Photos from the Toast of the Town Book Sign
The Sunnie Wilson Book was selected as a "1999 Read Michigan Selection."
This is not only the life and times of Sunnie Wilson, it is the story of how one person with interest and caring can make a difference not only in the City of Detroit but in every person he came into contact with. It is also one of the most moving narratives of the relationships between he races that I have encountered in quite a while. I know that you will come away with the feeling that you have made a new friend.
--Ed Smith, United News Service
From Amazon.com Customer Service Reviews:
I was there. These stories are all true, Sunnie was exactly that: "sunnie," always a smile and ever dapper, he was the consummate host. The Mark Twain Hotel was a great place to meet the most famous jazz musicians in informal settings while they lounged or rehearsed. As a young, white broadcast engineer traveling the country with a national jazz radio program, I must say the Hotel was more like a home away from home than a Hotel. I stayed in room 38. Good times. Great book.
Peter F. Walsh, Palm Springs, California, July 12, 2008
"Legacy of Sunnie Wilson: 'Toast of the Town'" by Judge Gershwin A. Drain, Michigan Chronicle, June 23, 1999.
Anyone remotely active in the social or political life of Detroit knew Sunnie Wilson. I met him in the early '80s while campaigning for a judgeship on the 36th District Court. I heard he was important to know because of his extensive connections throughout the social fabric of the city. Already in his 70s, he was spry for his age.
Wilson was particularly well known among senior citizens. He knew where their big gatherings were and invited his friends to them . . .

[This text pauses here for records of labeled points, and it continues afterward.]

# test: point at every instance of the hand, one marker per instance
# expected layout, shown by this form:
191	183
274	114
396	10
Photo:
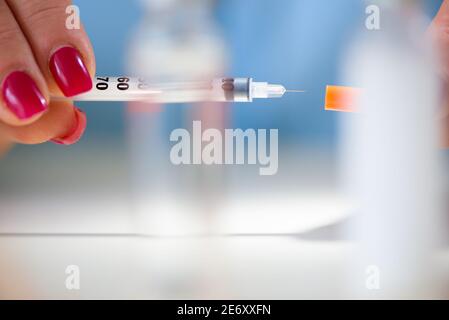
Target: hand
39	58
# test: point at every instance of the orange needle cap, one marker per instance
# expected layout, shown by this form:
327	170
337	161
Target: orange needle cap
343	99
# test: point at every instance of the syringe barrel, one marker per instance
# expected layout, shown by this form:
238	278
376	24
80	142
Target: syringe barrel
137	89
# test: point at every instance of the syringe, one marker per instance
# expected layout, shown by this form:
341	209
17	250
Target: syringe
222	89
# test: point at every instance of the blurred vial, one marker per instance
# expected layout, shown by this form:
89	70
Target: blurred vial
177	40
391	160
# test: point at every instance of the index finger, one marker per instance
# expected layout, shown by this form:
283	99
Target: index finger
65	56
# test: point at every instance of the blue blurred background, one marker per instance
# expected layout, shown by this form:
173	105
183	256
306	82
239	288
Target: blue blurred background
298	43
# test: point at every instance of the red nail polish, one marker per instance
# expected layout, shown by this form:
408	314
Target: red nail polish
69	72
76	132
22	96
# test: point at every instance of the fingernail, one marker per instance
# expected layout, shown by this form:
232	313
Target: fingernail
76	132
22	96
70	72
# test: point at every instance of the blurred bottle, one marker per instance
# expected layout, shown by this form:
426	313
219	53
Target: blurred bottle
390	157
177	40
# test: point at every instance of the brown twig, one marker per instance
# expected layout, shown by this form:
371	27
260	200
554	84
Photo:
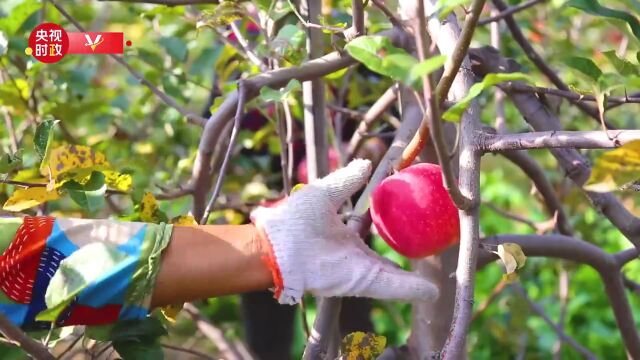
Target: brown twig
29	345
190	116
556	139
557	328
510	11
188	351
569	248
537	60
226	348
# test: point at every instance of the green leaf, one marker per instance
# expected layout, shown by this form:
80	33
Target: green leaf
138	339
593	7
585	66
225	13
9	162
269	94
425	68
623	67
615	168
455	112
131	350
379	55
4	43
175	47
18	15
144	330
90	195
360	345
43	137
445	7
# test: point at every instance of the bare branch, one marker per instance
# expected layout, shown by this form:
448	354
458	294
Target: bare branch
531	168
557	328
226	348
569	248
330	307
510	11
169	2
188	351
574	164
227	156
29	345
537	60
557	139
190	116
385	101
611	100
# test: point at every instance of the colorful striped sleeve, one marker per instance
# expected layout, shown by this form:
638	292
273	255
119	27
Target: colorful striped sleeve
77	272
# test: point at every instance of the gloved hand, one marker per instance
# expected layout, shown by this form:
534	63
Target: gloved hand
314	251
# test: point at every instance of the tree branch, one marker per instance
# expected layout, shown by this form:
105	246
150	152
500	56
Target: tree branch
459	82
537	60
227	350
574	164
376	110
510	11
556	139
531	168
29	345
569	248
330	307
168	2
561	334
190	116
202	169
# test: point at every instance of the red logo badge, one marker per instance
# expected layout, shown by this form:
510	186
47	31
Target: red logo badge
49	43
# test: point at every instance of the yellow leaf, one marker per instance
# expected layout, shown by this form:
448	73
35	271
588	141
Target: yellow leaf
171	312
71	161
512	256
25	198
615	168
296	188
233	217
362	346
149	209
184	220
118	181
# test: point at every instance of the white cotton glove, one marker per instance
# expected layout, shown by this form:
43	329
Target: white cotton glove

I am only one of many elected officials that Wilson had helped during his lifetime . . . Like many other I was deeply saddened by the recent passing of Sunnie Wilson. He lived up to his name with a sunny, bright, cheery, enthusiastic and positive disposition. I always enjoyed his presence and personality.
. . . . Last spring when Wilson's book, "Toast of the Town, The Life and Times of Sunnie Wilson was first published by Wayne State University Press, I purchased it. It was only recently that I read it.
The book proved to be an excellent social, political, economic and entertainment history of the African American community in Detroit during a unique era. Interesting and intricate details are given about Paradise Valley and Black Bottom.
. . . . The book contains a map of Paradise Valley and Black Bottom, which centered around Hastings and was totally replaced by 1-75 freeway.
When Sunnie owned and ran the extremely popular Forest Club at Forest and Hastings, he was at the apex of his business and entertainment. The club not only had the longest bar in the state, but it contained a large bowling alley and a sizeable skating rink. He also employed over a hundred people.
. . . . In a time when Blacks were denied access to white hotels and vacation spots, Idlewild [Michigan] drew thousands from the Midwest region. Wilson describes how desegregation and civil rights act took its toll on Idlewild as Blacks began to flock to Florida beaches and other spots leaving Idlewild behind.
In his 90 years, Sunnie Wilson did and saw a lot. He had a rich and full life. "Toast of the Town, The Life and Times of Sunnie Wilson" was published within a year of his death and in many ways this book contains his last words. Like many last words, they are the important words a person can share.
This book is well worth reading, for the young it's a social history lesson and for the old, a fun trip down memory lane.